We all know that coal and oil are finite in their supply, so in the years to come we shall be forced to use nuclear energy, about which our scientists know enough already to have production devices made. We can talk about solar energy and wave energy and that sort of thing, but for real solid power I think we shall have to go to nuclear energy and make up our minds what should be done. My practical suggestion for a programme is that there should be accelerated research into the getting and utilisation of coal, the kind of research that the National Coal Board under Sir Derek Ezra is doing so well and effectively, and parallel to that a decision should be taken as to which kind of nuclear device we are going to have. I can assure the noble Lord, Lord Taylor of Mansfield, who paid such an emotive and well-deserved tribute to the miners, that we owe a great debt of gratitude to miners of the past. In the future the miner should be a white-collared technician who works a push-button control device and earns more money for less human effort.

6.30 p.m.

Lord BOWDEN

My Lords, so much has been said already in this important debate that I am sure we all feel a very great sense of gratitude to the noble Lords who initiated it and to some of those who have spoken with such enormous authority and a very great deal of personal experience and knowledge of the topic with which we are concerned. It is difficult for me to follow them. However, if I may, I should like to make two or three points.

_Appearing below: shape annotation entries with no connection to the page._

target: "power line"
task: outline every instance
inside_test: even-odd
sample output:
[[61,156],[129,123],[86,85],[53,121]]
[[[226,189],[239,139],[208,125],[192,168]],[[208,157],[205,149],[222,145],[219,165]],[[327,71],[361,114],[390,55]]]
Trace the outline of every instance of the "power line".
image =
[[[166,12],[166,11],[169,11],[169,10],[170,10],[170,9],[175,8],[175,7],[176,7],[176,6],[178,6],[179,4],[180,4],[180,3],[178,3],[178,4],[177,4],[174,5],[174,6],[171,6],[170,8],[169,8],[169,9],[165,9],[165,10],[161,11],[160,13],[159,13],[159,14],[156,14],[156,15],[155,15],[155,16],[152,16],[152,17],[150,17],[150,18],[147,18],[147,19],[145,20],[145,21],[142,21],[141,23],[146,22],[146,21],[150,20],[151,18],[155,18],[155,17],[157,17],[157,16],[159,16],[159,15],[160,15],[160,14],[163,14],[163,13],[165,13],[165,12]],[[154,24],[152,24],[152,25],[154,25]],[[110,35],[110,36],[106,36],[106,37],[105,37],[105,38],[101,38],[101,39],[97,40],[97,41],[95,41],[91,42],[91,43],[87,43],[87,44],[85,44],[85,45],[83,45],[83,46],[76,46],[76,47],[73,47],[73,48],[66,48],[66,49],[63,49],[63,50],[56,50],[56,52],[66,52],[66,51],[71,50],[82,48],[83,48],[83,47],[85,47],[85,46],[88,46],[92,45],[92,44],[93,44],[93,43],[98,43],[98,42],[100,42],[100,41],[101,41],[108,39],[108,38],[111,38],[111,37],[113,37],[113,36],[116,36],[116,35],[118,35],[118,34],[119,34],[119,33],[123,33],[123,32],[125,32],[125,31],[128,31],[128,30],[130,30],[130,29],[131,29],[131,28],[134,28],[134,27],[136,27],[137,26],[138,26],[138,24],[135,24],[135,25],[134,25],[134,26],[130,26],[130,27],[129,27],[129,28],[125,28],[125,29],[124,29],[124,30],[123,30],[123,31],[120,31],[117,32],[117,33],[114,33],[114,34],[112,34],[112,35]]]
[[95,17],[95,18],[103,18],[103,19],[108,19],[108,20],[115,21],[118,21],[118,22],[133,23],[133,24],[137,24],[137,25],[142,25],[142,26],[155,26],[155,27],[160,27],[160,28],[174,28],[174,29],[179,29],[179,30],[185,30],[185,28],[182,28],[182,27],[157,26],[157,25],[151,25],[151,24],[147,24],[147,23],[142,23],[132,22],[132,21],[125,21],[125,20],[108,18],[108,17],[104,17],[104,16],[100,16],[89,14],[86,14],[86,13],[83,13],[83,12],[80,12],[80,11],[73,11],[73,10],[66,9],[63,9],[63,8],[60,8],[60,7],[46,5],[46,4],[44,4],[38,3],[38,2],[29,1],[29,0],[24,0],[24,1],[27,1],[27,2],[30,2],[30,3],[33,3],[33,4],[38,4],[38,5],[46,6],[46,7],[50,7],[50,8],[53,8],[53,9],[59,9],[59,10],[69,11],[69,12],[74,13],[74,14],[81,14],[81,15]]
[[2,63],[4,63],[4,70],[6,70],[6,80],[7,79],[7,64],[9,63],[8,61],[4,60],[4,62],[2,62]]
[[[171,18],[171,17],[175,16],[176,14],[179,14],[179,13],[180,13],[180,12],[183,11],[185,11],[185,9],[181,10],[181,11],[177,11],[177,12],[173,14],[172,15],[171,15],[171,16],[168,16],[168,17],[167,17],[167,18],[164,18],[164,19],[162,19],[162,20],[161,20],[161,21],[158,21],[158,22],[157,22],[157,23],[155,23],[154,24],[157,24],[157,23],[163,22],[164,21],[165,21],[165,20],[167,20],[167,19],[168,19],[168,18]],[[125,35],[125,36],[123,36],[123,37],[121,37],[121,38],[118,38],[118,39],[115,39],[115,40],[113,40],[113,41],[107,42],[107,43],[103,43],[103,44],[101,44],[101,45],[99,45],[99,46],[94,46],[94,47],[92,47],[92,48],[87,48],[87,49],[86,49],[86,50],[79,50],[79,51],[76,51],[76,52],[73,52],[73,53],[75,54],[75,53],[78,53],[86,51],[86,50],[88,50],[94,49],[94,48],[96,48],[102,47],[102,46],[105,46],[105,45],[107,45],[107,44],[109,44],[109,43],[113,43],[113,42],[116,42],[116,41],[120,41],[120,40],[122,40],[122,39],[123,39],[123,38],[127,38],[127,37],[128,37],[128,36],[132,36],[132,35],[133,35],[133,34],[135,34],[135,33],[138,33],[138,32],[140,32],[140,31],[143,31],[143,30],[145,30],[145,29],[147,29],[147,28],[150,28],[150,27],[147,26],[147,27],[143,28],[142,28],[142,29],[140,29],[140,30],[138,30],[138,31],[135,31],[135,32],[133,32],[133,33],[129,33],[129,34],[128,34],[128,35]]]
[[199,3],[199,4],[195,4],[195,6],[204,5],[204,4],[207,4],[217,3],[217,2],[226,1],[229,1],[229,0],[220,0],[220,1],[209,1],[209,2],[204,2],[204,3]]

First, it seems to be obvious to all of us that through our great good fortune we shall have at least a few years of affluence before the night descends upon us again and before we finally run out of North Sea oil. We have made enormous use of its promise. But let us remind ourselves that there is more energy in the Selby coalfield than there is in all the oil in the North Sea. Let us remember that we may have it for a period of, perhaps, 15 or 20 years. During that time we have the chance—it is the only chance we may ever have—to reconstitute and revitalise our industry and reorganise it so that when we no longer have oil as a source of revenue we shall become competitive again, as we no longer are, in world markets.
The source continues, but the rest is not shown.